Navigating the AI Agent Framework Landscape: LangGraph, LlamaIndex Workflows, or Pure Code?

3 min readFeb 24, 2025

2025 is shaping up to be the year of AI Agents, moving beyond simple RAG and into autonomous AI systems. As developers, we’re faced with a crucial decision: which framework (if any) should we use to build these agents? The choices range from established options like LangGraph to newer entrants like LlamaIndex Workflows, collective orchestration tools like CrewAI, or even the roll your own pure code approach.

This article breaks down the strengths and weaknesses of each approach based on building the same agent across different frameworks.

The Framework Face-Off

1. Pure Code: The DIY Approach

Starting with a pure code approach offers the most control and understanding.

Architecture: An OpenAI-powered router uses function calling to select the appropriate skill. A SkillMap organizes skills as individual classes, making it easy to add new skills without disrupting the router code.
Challenges: Crafting the router’s system prompt was difficult, as was managing the different output formats from each step.
Verdict: A good baseline, offering simplicity but requiring careful management of complexity as the agent grows.

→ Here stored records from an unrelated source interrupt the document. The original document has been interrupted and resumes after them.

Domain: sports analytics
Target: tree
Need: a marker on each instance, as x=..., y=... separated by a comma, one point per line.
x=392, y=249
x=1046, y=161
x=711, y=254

2. LangGraph: Structure and Abstraction

LangGraph, built on Langchain, uses a Pregel graph structure with nodes and edges to define agent loops.

Architecture: A graph structure with nodes for OpenAI calls (“agent”) and tool handling (“tools”). LangGraph has a built-in object called ToolNode that takes a list of callable tools and triggers them based on a ChatMessage response, before returning to the “agent” node again.
Challenges: Tight integration with Langchain requires using Langchain objects, potentially requiring refactoring of existing code. Debugging can be difficult due to confusing error messages and abstracted concepts.
Benefits: The graph structure promotes clean and accessible code, especially for complex logic. Seamless integration for existing Langchain applications.
Verdict: Great if you’re already in the Langchain ecosystem, but be prepared for debugging challenges if you deviate from the framework’s conventions.

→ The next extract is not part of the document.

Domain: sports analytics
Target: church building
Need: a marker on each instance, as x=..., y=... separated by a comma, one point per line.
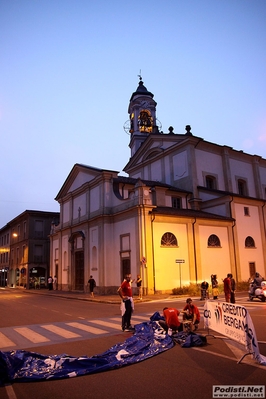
x=188, y=209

3. LlamaIndex Workflows: Flexible and Event-Driven

Workflows aims for easier agent construction with a focus on asynchronous execution.

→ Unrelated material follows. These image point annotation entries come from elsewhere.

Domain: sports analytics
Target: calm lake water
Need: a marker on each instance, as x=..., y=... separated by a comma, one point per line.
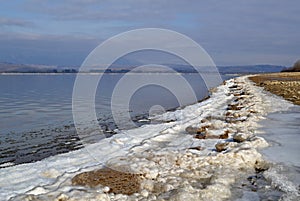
x=36, y=112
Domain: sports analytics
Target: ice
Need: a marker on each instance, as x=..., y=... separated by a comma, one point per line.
x=162, y=153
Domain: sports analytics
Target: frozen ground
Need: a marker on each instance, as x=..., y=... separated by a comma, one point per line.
x=162, y=153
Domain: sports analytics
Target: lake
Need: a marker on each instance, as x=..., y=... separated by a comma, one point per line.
x=36, y=112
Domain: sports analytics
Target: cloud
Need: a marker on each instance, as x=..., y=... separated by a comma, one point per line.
x=15, y=22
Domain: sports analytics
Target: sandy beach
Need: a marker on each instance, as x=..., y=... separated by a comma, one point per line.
x=206, y=151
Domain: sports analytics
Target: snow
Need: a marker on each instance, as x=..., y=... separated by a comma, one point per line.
x=161, y=152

Architecture: Steps (similar to LangGraph nodes) contain logic, and events are emitted and received to move between steps.
Challenges: Designed for asynchronous execution, which can complicate synchronous debugging. Similar to LangGraph, can encounter Pydantic validation errors.
Benefits: Lightweight and doesn’t impose excessive structure. The event-based architecture is beneficial for complex, asynchronous applications. Skills from the code-based agent can be used with Workflows without changes.
Verdict: A good middle ground, offering flexibility and an event-driven approach without being overly prescriptive.

Observability is Key

Regardless of the framework you choose, observability is crucial. Using tools that allow you to inspect the full run of your agent and narrow down where problems are arising from can significantly ease the debugging process. Pheonix Arize can help there.

Which Framework Should You Choose?

Each approach offers distinct advantages. The pure code approach is simplest but may become messy as complexity increases. LangGraph provides structure but demands adherence to its conventions. Workflows balances flexibility with an event-driven architecture.

Ultimately, the choice depends on your existing stack. If you’re already using LlamaIndex or Langchain, the corresponding framework (Workflows or LangGraph) might be the most logical choice. The benefits of the agent-specific framework alone may not be enough to warrant switching.